12

I have created an algorithm whose purpose should be of, given two nodes A and B in a BST, it switches the roles (or positions in the tree) of the two by simply moving pointers. In my representation of a BST, I am using a double linked connection (i.e. A.parent == B and (B.left == A) or (B.right == A)). I am not sure if it's completely correct or not. I have divided the algorithm in two situations.
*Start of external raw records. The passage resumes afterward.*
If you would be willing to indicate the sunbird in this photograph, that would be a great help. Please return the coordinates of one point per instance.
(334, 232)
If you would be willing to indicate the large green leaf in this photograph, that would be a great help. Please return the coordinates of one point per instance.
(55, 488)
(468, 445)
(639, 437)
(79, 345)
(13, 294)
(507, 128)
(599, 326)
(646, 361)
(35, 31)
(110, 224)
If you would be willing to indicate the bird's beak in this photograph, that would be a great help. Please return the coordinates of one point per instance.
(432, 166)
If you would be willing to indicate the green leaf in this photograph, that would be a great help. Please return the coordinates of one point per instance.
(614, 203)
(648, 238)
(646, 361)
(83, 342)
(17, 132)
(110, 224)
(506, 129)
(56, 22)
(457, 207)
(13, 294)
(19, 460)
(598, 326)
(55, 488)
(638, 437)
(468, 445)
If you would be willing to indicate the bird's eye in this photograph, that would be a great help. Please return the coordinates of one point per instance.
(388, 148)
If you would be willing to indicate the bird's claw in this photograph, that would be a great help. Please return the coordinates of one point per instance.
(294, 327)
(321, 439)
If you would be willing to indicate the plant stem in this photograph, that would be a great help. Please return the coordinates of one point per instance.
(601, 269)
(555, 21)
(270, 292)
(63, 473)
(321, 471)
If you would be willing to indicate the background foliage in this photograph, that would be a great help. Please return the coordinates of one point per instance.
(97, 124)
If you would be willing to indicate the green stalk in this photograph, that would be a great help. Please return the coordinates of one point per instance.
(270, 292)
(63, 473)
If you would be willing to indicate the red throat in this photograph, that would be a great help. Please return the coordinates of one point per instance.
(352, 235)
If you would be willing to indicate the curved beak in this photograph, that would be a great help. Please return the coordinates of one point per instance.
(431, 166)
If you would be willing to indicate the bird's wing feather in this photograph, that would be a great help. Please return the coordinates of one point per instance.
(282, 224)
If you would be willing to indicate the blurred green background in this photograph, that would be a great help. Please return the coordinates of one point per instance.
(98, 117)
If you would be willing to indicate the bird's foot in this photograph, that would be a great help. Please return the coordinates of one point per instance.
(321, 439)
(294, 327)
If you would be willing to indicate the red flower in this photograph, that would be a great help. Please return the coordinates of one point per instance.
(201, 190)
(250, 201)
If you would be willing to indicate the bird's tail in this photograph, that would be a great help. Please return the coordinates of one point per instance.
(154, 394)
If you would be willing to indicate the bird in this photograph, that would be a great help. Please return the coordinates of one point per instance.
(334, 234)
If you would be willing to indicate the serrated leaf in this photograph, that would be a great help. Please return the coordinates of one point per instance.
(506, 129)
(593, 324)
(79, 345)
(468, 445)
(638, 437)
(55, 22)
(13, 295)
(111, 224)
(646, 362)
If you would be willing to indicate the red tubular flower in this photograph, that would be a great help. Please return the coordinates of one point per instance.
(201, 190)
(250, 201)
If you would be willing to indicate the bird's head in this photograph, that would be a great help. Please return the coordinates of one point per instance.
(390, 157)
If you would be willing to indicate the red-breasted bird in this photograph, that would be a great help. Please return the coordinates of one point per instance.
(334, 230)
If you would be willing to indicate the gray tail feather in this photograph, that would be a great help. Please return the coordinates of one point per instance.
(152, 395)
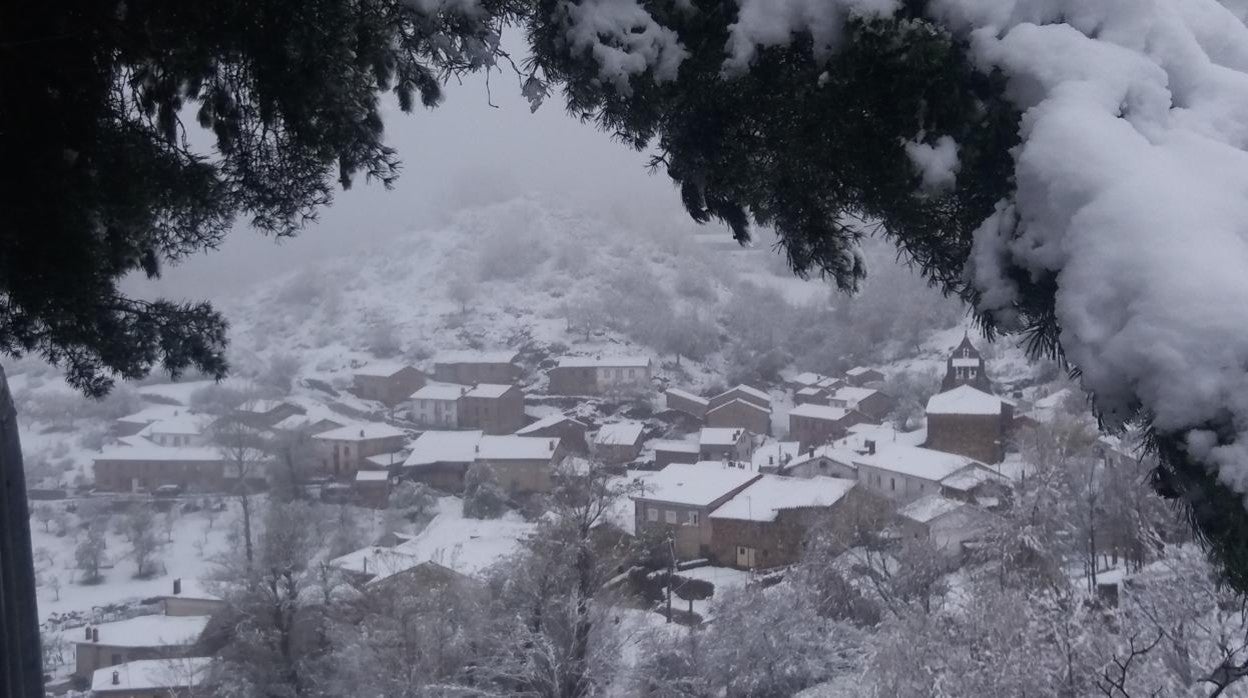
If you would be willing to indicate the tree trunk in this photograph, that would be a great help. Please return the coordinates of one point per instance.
(20, 649)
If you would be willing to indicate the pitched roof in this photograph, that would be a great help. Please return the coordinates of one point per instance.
(619, 433)
(964, 400)
(719, 436)
(361, 431)
(603, 361)
(489, 391)
(439, 391)
(695, 485)
(152, 674)
(820, 412)
(548, 421)
(474, 356)
(930, 507)
(915, 461)
(511, 447)
(768, 496)
(443, 447)
(152, 631)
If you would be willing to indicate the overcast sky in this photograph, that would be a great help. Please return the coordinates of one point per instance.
(461, 154)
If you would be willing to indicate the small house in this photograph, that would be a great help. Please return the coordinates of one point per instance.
(471, 367)
(815, 425)
(494, 408)
(437, 405)
(619, 442)
(724, 443)
(765, 523)
(667, 452)
(678, 500)
(687, 402)
(152, 678)
(588, 375)
(347, 448)
(388, 383)
(570, 432)
(145, 637)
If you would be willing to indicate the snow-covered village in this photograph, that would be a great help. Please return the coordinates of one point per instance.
(603, 349)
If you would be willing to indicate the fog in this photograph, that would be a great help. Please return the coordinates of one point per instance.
(481, 145)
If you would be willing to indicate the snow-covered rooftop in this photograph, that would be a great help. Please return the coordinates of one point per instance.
(915, 461)
(381, 368)
(474, 356)
(695, 485)
(766, 497)
(775, 453)
(489, 391)
(151, 631)
(443, 447)
(512, 447)
(677, 446)
(619, 433)
(155, 676)
(687, 395)
(964, 400)
(604, 361)
(439, 391)
(548, 421)
(719, 436)
(819, 412)
(929, 507)
(361, 431)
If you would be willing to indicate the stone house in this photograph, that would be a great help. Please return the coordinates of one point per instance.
(180, 677)
(145, 637)
(619, 442)
(587, 375)
(815, 425)
(139, 463)
(765, 523)
(824, 461)
(388, 383)
(522, 465)
(869, 402)
(437, 405)
(970, 422)
(372, 488)
(187, 597)
(346, 450)
(494, 408)
(946, 523)
(687, 402)
(570, 432)
(678, 500)
(861, 376)
(965, 367)
(439, 458)
(724, 443)
(667, 452)
(471, 367)
(904, 473)
(740, 413)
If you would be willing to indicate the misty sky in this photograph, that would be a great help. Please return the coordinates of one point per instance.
(461, 154)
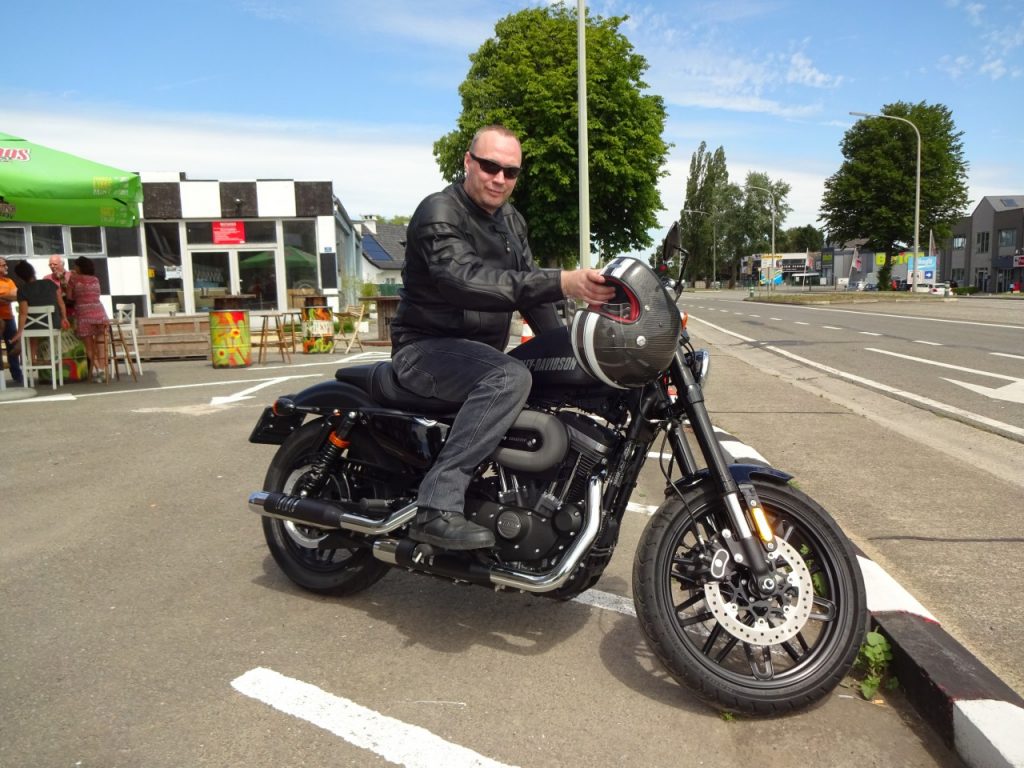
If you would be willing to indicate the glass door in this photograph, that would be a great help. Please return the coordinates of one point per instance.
(211, 278)
(258, 279)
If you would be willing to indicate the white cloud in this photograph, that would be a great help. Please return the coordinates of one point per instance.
(954, 67)
(803, 72)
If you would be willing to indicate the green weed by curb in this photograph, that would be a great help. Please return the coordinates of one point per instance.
(872, 664)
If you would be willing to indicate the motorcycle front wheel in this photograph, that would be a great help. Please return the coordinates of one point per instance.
(719, 640)
(304, 553)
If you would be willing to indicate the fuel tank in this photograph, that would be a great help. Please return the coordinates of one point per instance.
(556, 372)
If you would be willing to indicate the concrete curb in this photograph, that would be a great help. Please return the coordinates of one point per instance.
(972, 710)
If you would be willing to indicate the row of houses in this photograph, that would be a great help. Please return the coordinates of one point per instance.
(272, 243)
(985, 251)
(269, 244)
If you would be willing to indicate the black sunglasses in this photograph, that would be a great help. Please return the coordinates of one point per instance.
(493, 168)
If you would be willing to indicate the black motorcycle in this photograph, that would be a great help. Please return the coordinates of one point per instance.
(747, 590)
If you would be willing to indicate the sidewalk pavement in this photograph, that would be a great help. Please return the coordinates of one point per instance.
(970, 707)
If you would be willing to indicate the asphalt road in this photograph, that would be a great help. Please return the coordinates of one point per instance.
(145, 625)
(931, 497)
(964, 357)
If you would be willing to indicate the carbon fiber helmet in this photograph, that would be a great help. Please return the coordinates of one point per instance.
(630, 340)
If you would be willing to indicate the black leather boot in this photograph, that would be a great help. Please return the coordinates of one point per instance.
(449, 530)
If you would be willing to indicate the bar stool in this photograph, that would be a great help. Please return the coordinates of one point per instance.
(117, 351)
(272, 334)
(39, 329)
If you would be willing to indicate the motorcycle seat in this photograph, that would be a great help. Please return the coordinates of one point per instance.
(378, 380)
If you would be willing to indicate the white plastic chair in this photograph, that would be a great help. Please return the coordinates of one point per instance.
(123, 328)
(39, 326)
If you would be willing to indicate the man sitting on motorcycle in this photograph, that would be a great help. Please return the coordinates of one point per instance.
(468, 267)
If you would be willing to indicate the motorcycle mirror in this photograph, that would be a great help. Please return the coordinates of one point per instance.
(670, 248)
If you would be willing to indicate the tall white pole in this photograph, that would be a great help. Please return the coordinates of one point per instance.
(771, 272)
(916, 194)
(584, 151)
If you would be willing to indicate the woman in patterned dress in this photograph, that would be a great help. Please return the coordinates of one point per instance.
(90, 316)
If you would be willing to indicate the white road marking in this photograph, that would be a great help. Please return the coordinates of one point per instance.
(607, 601)
(909, 396)
(392, 739)
(1010, 392)
(948, 366)
(245, 393)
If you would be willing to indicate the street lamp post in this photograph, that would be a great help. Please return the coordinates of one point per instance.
(916, 194)
(772, 196)
(714, 244)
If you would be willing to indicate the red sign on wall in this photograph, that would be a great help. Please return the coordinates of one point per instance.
(228, 232)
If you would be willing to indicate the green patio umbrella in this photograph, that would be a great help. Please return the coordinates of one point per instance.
(47, 186)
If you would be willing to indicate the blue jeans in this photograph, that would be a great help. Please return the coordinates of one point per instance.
(493, 388)
(13, 350)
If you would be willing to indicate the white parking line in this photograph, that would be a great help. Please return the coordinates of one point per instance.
(392, 739)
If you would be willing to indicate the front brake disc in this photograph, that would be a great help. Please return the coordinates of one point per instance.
(796, 602)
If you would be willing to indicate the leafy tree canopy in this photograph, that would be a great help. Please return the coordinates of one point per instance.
(525, 78)
(872, 194)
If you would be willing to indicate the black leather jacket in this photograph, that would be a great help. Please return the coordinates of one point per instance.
(467, 270)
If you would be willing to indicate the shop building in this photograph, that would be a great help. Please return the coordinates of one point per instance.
(986, 249)
(266, 244)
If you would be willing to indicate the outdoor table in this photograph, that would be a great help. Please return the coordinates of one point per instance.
(387, 306)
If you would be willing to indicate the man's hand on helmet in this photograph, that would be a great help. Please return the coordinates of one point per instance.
(587, 285)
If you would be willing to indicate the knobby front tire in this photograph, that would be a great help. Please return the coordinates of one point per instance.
(699, 652)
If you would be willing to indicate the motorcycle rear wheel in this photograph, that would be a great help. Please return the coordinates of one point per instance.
(297, 549)
(700, 653)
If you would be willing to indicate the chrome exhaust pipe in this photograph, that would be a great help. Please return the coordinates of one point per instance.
(328, 514)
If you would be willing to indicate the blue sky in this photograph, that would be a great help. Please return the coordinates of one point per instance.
(356, 92)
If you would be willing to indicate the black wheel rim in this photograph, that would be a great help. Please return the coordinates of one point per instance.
(765, 668)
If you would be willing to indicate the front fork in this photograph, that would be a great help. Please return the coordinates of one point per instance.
(747, 546)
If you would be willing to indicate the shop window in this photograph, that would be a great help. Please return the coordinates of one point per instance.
(86, 240)
(199, 232)
(47, 241)
(12, 241)
(300, 259)
(163, 246)
(122, 241)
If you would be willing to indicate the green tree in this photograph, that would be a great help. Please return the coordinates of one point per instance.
(872, 194)
(702, 219)
(798, 239)
(525, 78)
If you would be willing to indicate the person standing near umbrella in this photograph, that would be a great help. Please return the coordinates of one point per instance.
(8, 327)
(58, 276)
(37, 293)
(90, 316)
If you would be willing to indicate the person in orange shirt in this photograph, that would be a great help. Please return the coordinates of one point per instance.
(8, 326)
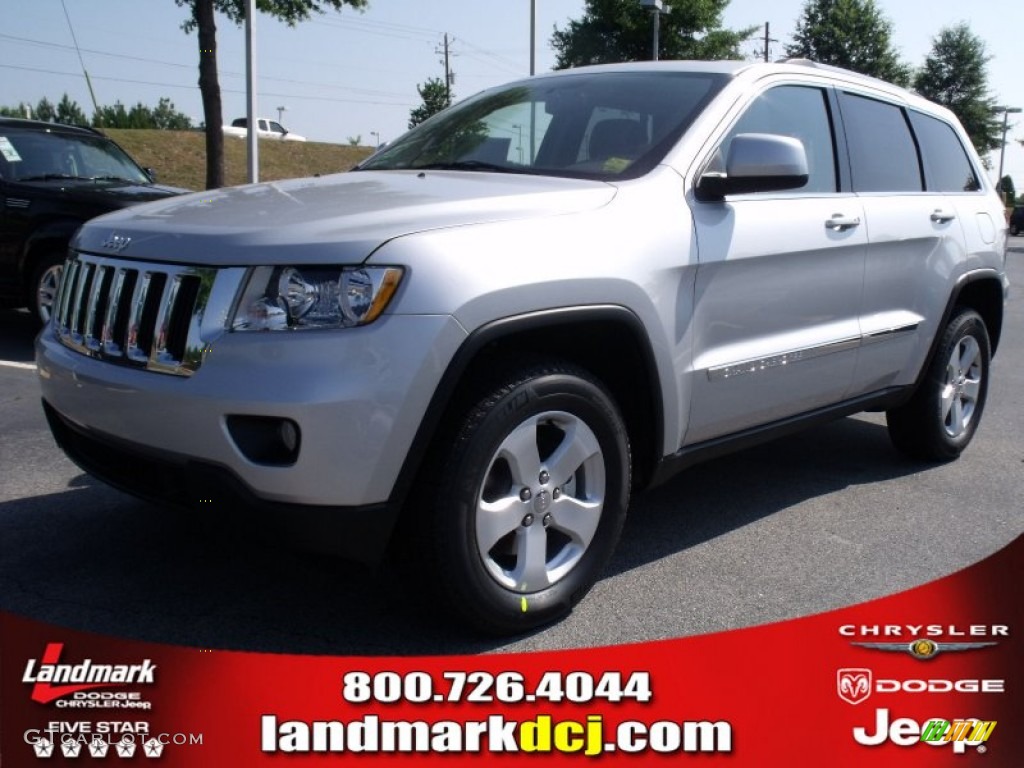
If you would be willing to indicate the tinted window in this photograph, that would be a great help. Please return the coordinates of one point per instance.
(883, 155)
(947, 167)
(798, 112)
(588, 125)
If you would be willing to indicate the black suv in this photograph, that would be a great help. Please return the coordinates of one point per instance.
(1017, 220)
(52, 178)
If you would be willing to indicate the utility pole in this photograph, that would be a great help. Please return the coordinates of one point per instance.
(449, 75)
(252, 143)
(532, 37)
(768, 40)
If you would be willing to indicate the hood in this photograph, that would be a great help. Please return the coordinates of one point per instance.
(108, 195)
(332, 219)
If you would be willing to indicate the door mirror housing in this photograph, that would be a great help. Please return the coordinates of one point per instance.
(757, 162)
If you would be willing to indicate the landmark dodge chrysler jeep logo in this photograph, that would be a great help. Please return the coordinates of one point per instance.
(116, 242)
(79, 677)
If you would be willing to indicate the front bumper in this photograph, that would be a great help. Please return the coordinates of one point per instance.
(359, 534)
(356, 395)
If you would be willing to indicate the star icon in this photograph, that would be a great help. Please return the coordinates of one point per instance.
(43, 748)
(126, 749)
(71, 749)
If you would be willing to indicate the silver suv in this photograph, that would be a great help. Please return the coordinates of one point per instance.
(544, 298)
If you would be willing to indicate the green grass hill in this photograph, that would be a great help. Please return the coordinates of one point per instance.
(179, 157)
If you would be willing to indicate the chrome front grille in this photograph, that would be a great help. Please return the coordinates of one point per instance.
(132, 313)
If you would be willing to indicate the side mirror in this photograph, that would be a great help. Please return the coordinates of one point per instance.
(757, 162)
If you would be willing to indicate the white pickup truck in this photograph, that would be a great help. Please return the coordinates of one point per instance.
(264, 129)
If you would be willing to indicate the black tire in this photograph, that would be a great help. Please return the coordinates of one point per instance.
(942, 416)
(576, 519)
(42, 285)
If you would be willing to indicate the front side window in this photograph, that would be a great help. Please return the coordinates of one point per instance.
(596, 125)
(947, 167)
(44, 156)
(883, 156)
(798, 112)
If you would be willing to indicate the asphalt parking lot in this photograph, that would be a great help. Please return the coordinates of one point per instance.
(826, 518)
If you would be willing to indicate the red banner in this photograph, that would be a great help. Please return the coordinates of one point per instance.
(930, 677)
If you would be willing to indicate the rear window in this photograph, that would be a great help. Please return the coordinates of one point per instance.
(883, 155)
(947, 167)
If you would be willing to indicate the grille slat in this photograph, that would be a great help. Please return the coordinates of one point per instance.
(144, 315)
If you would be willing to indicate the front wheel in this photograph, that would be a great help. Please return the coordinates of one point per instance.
(43, 286)
(531, 499)
(942, 417)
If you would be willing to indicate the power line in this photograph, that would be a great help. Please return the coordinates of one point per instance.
(225, 73)
(196, 87)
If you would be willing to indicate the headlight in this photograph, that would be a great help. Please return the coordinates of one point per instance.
(287, 297)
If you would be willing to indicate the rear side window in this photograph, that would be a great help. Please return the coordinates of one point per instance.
(883, 156)
(947, 167)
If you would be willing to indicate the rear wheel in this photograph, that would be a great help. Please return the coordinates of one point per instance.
(941, 418)
(531, 499)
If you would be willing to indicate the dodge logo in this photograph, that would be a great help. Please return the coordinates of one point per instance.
(853, 685)
(116, 242)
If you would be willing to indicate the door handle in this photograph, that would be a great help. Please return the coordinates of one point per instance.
(841, 223)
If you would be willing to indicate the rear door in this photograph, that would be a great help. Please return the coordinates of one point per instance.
(915, 238)
(778, 287)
  1. A and B are directly connected (either A is the parent of B or B the parent of A)

  2. All the other cases

For each of the previous cases I have created a nested function. I would like to have your opinion on the first the correctness of the algorithms and if I can somehow then improve it. Here's the code:

def switch(self, x: BSTNode, y: BSTNode, search_first=False):
    if not x:
        raise ValueError("x cannot be None.")
    if not y:
        raise ValueError("y cannot be None.")
    if x == y:
        raise ValueError("x cannot be equal to y")

    if search_first:
        if not self.search(x.key) or not self.search(y.key):
            raise LookupError("x or y not found.")
    
    def switch_1(p, s):
        """Switches the roles of p and s,
        where p (parent) is the direct parent of s (son)."""
        assert s.parent == p
        
        if s.is_left_child():
            p.left = s.left
            if s.left:
                s.left.parent = p
        
            s.left = p
            
            s.right, p.right = p.right, s.right
            if s.right:
                s.right.parent = s
            if p.right:
                p.right.parent = p
        else:
            p.right = s.right
            if s.right:
                s.right.parent = p
                
            s.right = p

            s.left, p.left = p.left, s.left
            if s.left:
                s.left.parent = s
            if p.left:
                p.left.parent = p
        
        if p.parent:
            if p.is_left_child():
                p.parent.left = s 
            else:
                p.parent.right = s
        else:  # p is the root
            self.root = s
            
        s.parent = p.parent
        p.parent = s

    def switch_2(u, v):
        """u and v are nodes in the tree
        that are not related by a parent-son
        or a grandparent-son relantionships."""
        if not u.parent:
            self.root = v
            if v.is_left_child():
                v.parent.left = u
            else:
                v.parent.right = u
        elif not v.parent:
            self.root = u
            if u.is_left_child():
                u.parent.left = v
            else:
                u.parent.right = v
        else:  # neither u nor v is the root                
            if u.is_left_child():
                if v.is_left_child():                   
                    v.parent.left, u.parent.left = u, v
                else:
                    v.parent.right, u.parent.left = u, v
            else:
                if v.is_left_child():                   
                    v.parent.left, u.parent.right = u, v
                else:
                    v.parent.right, u.parent.right = u, v                    
                
        v.parent, u.parent = u.parent, v.parent
        u.left, v.left = v.left, u.left
        u.right, v.right = v.right, u.right

        if u.left:
            u.left.parent = u
        if u.right:
            u.right.parent = u
        if v.left:
            v.left.parent = v
        if v.right:
            v.right.parent = v
    
    if x.parent == y:
        switch_1(y, x)            
    elif y.parent == x:
        switch_1(x, y)
    else:
        switch_2(x, y)

I really need that switch works in all cases no matter which nodes x or y we choose. I have already done some tests, and it seems to work, but I am still not sure.

EDIT

Eventually, if it's helpful somehow, here you have the complete implementation of my BST (with the tests I am doing):

https://github.com/dossan/ands/blob/master/ands/ds/BST.py

EDIT 2 (just a curiosity)

@Rishav commented:

I do not understand the intention behind this function.. if it is to swap two nodes in the BST, is it not sufficient to swap their data instead of manipulating pointers?

I answered:

Ok, maybe I should have added a little bit more about the reason behind all this "monster" function. I can insert BSTNode objects or any comparable objects in my BST. When the user decides to insert any comparable object, the responsibility of creating the BSTNode is mine, therefore the user has no access to a initial BSTNode reference, unless they search for the key. But a BSTNode would only be returned after the insertion of the key, or there's already another BSTNode object in the tree with the same key (or value), but this latter case is irrelevant.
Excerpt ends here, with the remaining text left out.